The theologian, Dr Joel Muddamalle recently wrote about the week that led up to the crucifixion. His focus though on this dark week wasn’t a triumphal entry nor was it a stone rolled away from a tomb but it was focused on deceit, the deceptive heart of man. And his focus was on Judas Iscariot.

Muddamalle wrote of a human heart compromised. Judas who was near Christ had a heart that was far, far from Him. He writes, Judas “spent his time with Jesus with the belief that Jesus would usher in a Davidic kingdom. Jesus would overthrow the Romans and finally set the people of God free.

However, Jesus wasn’t concerned with modeling the ethics of the kingdoms of the world because He was ushering in the Kingdom of God. The Kingdom of God is paradoxical to the way of the world. In God’s Kingdom, kindness, generosity, love, patience and sacrifice are valued.
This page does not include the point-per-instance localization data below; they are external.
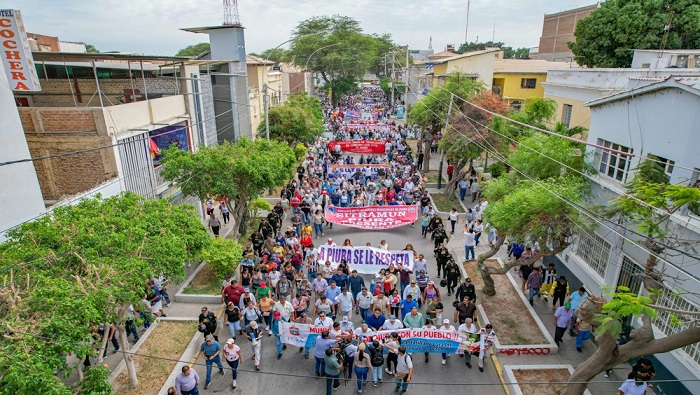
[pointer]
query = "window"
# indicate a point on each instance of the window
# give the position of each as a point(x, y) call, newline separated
point(673, 300)
point(592, 249)
point(666, 164)
point(613, 164)
point(528, 83)
point(566, 115)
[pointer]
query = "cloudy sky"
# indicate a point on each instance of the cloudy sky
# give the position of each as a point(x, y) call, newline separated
point(152, 26)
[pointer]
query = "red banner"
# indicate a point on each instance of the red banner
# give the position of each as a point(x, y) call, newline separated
point(359, 146)
point(373, 217)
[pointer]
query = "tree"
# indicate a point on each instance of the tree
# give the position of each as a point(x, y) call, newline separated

In the world’s eyes these things are often simply a hindrance.” He goes on, “for Judas, the compassion and charity of Jesus began to compromise his heart and affection for Christ.

Judas began to see that his ambition and view of how things should go was drastically different from what Jesus was teaching and doing.”
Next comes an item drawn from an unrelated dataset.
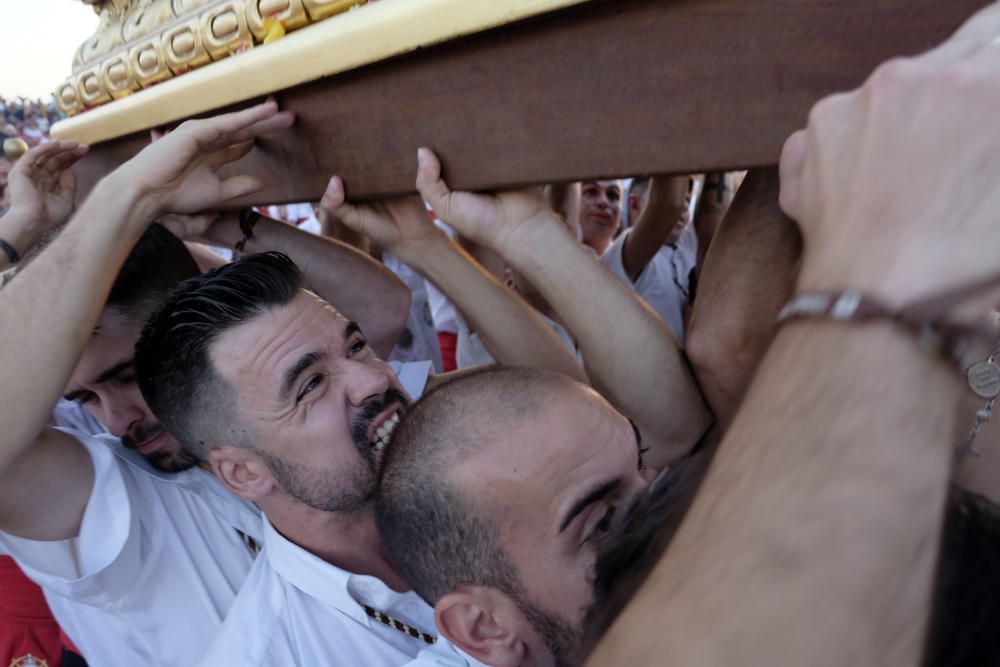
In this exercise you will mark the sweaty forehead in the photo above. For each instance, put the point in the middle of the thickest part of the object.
(530, 468)
(264, 345)
(112, 341)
And therein lies the rub. Judas became blind to this. He was set on what he believed Jesus should be doing and he wanted Jesus to give it to him his way. And only his way. The way of a man is fickle and inconsistent and prone to abuse and greed.

The Jews believed that their Messiah would come in power and might. Carrying a banner with raised sword to destroy Roman rule. And this freedom would be achieved by the means of force and bloodshed.
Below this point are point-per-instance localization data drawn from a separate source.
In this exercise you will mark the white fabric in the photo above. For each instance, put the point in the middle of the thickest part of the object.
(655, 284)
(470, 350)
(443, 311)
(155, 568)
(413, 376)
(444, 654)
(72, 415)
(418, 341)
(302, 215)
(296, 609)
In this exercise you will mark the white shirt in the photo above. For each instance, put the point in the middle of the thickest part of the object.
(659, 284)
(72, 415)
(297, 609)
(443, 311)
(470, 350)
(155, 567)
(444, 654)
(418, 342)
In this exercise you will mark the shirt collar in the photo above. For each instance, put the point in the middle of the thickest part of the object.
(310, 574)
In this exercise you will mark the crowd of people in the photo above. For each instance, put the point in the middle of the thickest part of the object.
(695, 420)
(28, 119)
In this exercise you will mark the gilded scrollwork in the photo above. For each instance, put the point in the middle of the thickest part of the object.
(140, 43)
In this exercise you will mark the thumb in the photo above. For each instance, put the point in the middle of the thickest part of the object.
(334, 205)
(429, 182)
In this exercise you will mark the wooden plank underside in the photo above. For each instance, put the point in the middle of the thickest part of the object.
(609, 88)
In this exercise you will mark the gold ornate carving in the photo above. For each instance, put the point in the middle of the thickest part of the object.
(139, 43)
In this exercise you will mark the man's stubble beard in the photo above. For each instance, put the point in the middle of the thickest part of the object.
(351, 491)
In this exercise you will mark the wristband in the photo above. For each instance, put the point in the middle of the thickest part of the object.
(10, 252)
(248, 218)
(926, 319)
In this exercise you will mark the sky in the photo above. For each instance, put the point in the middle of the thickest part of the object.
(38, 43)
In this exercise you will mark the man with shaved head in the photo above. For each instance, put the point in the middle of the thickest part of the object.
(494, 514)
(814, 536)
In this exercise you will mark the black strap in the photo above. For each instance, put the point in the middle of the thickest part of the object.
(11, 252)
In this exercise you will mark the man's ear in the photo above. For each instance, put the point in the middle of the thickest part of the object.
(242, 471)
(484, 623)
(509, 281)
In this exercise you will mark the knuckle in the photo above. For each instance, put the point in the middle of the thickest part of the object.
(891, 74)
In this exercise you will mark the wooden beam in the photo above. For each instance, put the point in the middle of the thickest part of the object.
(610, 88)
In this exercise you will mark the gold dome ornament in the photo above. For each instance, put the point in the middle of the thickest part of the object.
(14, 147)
But that is not what Christ was about. He wasn’t about earthly power, of violence or rhetoric. He wasn’t about exclusion of all except His own people. He came for the human heart. Every human heart, regardless of tribe, politics or creed. This is what it was always about.

We want the Kingdom on our own merits and believe God will hand it over to us on a golden, winner’s platter. We talk of ideological power and we look on other people with differing views as our enemies while talking of the love of God. Our kingdom is not a nationalist kingdom and we are not the saviors of the planet. Our identities should be solely in Christ and He alone. We should never allow our national identity to shape our faith identity but it should be the opposite. Because this land is not our promised land and we are sojourners here looking forward to a shining kingdom, bright and true. That Kingdom will be one unified Kingdom of varied nations and peoples of all tongues. Reflecting on the reality of deceptive hearts and selfish ambition we would be wise to consider that any one of us could fall within Judas’s trap.

Muddamalle writes that what we really want is for Jesus to be our genie in a bottle, serving our every whim and desire. Validating our rights. We want Him to justify what we want and desire but Jesus isn’t a genie and we aren’t Aladdin. He is King and He is beyond our thoughts and ways and we are living in His Kingdom, it is not the other way around.

This calls upon us to have a rightly focused identity, solely in Him with no variance to the left or right or hold any idol, human or otherwise within His place. It is His alone.

Remember who you are. Remember who has called you. Your only true allegiance is to Him and Him alone.